もちろんワフシヤがついて来てくれたことに感謝はしていたが、じっとしてはいられなかった。追い返されながらも次々と、港に運び込まれた荷物の周りで休憩している船員に声を掛けて廻っていた。
「なんだ? 船に乗りたいのか?」
「ああ、ヨドス、いや、ラシュティエ辺りまで乗せて欲しいんだが」
「ラシュティエなら、この船も寄るが……そうだな」
日に焼けて色が薄くなった布を頭に巻いている船員が含みのある笑みを作る。
「あそこの岬まで、こいつと競争して勝ったら乗せてやらんでもないぞ」
「おいおい、やめとけよ」
「いいじゃねぇか、どうせ暇なんだし」
「泳ぐのか? ……よし、いいだろう!」
船員たちの様子からしても、それが無茶な勝負であると分かってはいたが、可能性があるならこのチャンスを捨てる訳に行かず、二つ返事で勝負を受ける事にした。
「おいおい、いいのかよ? あいつは泳ぎで負けたことが無いんだぞ? やめとけって」
頭に布を巻いた船員を諫めようとしていた船員が、半ばあきれ顔で忠告してきたが、アリードは引き下がらなかった。

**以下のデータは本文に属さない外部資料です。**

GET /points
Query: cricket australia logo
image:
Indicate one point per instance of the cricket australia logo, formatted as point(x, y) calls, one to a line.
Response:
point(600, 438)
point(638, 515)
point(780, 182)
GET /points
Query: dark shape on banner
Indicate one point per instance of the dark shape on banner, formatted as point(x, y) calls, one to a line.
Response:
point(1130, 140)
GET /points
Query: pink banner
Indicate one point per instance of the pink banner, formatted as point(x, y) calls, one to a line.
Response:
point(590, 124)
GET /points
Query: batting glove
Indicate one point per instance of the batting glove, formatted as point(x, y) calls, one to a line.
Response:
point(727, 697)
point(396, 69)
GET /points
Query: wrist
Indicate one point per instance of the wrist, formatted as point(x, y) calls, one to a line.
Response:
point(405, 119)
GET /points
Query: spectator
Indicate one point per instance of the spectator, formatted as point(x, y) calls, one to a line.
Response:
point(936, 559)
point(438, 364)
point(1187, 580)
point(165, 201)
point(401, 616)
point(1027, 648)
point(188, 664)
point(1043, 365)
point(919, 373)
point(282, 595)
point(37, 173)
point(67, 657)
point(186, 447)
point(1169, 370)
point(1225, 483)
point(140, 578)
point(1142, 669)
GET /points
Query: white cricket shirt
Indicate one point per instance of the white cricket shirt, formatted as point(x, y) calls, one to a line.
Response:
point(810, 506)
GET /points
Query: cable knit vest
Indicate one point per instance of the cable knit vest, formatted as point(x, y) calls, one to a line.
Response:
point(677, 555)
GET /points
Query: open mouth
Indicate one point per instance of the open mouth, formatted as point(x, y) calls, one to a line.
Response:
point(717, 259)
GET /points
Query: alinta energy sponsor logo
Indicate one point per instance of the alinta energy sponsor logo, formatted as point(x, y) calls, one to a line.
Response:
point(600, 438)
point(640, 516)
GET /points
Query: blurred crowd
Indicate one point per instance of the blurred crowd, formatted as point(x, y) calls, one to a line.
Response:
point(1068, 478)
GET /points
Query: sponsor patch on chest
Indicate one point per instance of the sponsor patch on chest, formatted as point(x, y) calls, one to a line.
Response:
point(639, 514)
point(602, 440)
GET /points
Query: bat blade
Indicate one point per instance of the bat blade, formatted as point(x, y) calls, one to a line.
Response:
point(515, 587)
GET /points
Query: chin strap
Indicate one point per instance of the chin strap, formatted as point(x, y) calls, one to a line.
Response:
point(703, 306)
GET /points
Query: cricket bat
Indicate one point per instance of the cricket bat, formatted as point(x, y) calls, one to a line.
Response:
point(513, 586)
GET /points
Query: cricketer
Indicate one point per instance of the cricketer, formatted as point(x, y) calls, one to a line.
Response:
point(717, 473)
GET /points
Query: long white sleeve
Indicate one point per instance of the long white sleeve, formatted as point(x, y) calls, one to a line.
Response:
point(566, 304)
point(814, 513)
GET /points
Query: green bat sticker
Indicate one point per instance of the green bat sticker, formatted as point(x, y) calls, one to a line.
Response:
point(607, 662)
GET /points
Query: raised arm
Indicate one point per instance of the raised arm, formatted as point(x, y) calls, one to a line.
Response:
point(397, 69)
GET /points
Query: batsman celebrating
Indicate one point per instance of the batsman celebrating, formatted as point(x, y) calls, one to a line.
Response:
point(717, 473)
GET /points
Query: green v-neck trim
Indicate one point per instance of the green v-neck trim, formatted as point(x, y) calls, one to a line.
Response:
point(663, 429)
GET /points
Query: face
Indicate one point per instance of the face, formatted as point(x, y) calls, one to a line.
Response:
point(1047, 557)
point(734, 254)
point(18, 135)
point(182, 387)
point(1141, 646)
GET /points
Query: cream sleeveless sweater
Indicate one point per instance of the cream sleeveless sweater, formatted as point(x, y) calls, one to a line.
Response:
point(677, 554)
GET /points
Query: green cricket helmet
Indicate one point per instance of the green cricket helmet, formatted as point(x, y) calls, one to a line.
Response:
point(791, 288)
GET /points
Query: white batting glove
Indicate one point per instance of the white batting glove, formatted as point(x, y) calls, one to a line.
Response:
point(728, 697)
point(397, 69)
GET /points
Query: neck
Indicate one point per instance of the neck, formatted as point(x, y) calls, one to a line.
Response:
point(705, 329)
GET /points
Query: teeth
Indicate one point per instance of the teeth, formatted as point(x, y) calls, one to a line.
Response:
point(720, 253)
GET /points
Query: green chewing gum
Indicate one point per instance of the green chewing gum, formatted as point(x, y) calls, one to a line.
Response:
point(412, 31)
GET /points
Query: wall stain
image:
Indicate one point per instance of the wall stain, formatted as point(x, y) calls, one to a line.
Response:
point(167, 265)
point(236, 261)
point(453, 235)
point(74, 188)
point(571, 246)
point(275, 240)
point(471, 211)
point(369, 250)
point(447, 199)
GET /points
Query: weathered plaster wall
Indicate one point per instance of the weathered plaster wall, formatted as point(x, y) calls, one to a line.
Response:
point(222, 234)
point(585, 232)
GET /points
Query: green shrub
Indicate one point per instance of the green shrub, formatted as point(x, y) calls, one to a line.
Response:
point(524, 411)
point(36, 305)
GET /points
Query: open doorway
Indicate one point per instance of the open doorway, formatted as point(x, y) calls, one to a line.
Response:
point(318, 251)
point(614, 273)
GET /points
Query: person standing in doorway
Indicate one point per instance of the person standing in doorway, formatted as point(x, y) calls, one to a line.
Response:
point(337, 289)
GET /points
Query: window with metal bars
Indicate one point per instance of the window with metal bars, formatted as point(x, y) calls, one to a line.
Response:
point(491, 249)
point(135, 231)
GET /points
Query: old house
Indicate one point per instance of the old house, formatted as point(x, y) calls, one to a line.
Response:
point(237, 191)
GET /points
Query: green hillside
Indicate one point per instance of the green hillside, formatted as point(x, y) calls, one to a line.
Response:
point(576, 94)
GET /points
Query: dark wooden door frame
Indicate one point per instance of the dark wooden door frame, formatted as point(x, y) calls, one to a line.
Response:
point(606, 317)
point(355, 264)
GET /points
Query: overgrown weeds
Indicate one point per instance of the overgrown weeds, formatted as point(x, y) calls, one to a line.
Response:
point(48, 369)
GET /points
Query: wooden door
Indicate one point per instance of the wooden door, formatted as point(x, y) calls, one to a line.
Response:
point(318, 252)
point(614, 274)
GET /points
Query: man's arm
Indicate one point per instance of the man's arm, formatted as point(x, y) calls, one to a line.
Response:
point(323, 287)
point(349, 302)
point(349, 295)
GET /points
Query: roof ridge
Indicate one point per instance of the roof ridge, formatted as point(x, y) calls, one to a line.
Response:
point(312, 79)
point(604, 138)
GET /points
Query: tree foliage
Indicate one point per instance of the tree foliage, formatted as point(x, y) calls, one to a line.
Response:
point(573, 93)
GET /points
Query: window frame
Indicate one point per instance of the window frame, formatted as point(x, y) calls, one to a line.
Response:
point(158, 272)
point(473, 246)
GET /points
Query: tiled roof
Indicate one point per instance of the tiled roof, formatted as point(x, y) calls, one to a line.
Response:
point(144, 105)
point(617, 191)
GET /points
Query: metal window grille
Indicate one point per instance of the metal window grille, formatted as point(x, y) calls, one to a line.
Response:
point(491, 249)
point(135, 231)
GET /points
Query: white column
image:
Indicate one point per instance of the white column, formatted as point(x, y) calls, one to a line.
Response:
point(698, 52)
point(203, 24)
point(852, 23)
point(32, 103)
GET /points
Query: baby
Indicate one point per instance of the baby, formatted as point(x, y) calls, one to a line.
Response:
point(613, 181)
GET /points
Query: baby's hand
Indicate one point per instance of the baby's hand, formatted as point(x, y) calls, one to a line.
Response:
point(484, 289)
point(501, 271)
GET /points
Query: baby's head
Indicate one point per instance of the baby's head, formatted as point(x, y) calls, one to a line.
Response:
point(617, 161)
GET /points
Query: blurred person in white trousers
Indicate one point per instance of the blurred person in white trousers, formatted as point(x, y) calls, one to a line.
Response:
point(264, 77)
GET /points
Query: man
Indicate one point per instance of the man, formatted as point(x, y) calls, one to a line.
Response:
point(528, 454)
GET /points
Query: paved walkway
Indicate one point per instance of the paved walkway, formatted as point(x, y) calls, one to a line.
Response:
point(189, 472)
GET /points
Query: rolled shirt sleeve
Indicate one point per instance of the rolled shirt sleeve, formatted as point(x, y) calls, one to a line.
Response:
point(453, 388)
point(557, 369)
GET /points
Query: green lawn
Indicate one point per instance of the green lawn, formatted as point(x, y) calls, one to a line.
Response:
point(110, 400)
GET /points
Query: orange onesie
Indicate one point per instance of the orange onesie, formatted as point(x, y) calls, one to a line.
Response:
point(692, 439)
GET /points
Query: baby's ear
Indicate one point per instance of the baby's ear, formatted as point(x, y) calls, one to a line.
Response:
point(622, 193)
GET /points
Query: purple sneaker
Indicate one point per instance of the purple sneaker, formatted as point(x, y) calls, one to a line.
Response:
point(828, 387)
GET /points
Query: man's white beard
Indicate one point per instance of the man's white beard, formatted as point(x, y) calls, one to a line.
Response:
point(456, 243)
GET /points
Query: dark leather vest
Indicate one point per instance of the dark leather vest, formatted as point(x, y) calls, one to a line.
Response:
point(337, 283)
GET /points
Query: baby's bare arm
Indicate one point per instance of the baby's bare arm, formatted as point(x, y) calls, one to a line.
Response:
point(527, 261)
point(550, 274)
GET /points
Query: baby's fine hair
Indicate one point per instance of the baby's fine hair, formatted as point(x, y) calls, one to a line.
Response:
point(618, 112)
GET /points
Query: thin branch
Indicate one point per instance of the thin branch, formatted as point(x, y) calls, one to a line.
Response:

またとないチャンスだという理由もあったが、勝負の相手と指名された船員は、体格もアリードとそう変わらない相手で、内心勝てるかもしれないと考えていたのだった。だが、始まった瞬間に勝負はついていた。
「ははは、何だありゃ!」
船員たちの腹を抱えて笑う声を頭の上に振りかけられながら必死で手足を動かしはしたが、何とか水面に浮く事は出来ても一向に前に進みはしなかった。
アリードは泳いだことが無かったのだ。
砂の国にも川はあるが、砂の上を流れる川は浅い所なら平気でも深くなれば急に流れが速くなり、泳いで渡る事など出来るものではない。足のつかない水に入るなど、生まれて初めての経験だった。それでも、懸命に波の向こうへ見えなくなった対戦相手を追って懸命に泳いでいた。
「アリード! アッシャブートです! アッシャブートが居ます!」
(なんだと……どこだ?……)
連れの兵士の叫び声が聞こえ、直ぐに周りを見回そうとするが、上下する波が壁のように取り囲んで、少しも先の様子が分からなかった。
「ほおぅ、どれどれ……」
陸の上では兵士の声に、腹を抱えて笑っていた船員たちがのんきに集まり、彼の見つけた魚を見ようと目を凝らしていたが、不意に大声を上げるのがアリードにも聞こえていた。
「馬鹿野郎! あれは鮫だ」
(鮫? よく分からんが、まぁ、気にする必要もないか)
気を取り直して泳ぎ出そうとすると、急に後ろから襟首を掴まれ、そのまま首が閉まるほど引っ張られて、抵抗も出来ずに陸の上に引き上げられてしまった。
「くっ……はっ……、何するんだ!」
「馬鹿野郎! 鮫に向かって泳ぐ奴があるか!」
「鮫? 鮫って何なんだ?」
何が起こったのかよく分からないまま、先ほどまで泳いでいた辺りを眺めると、ゴムベラのような大きな背びれが波の間を漂っていた。
「近づかなければ、どうってことはないが……。あんたら、悪い事は言わん。水夫はやめとけ……」
船員は濡れたシャツを絞りながら、呆れたように仲間の元へと戻って行った。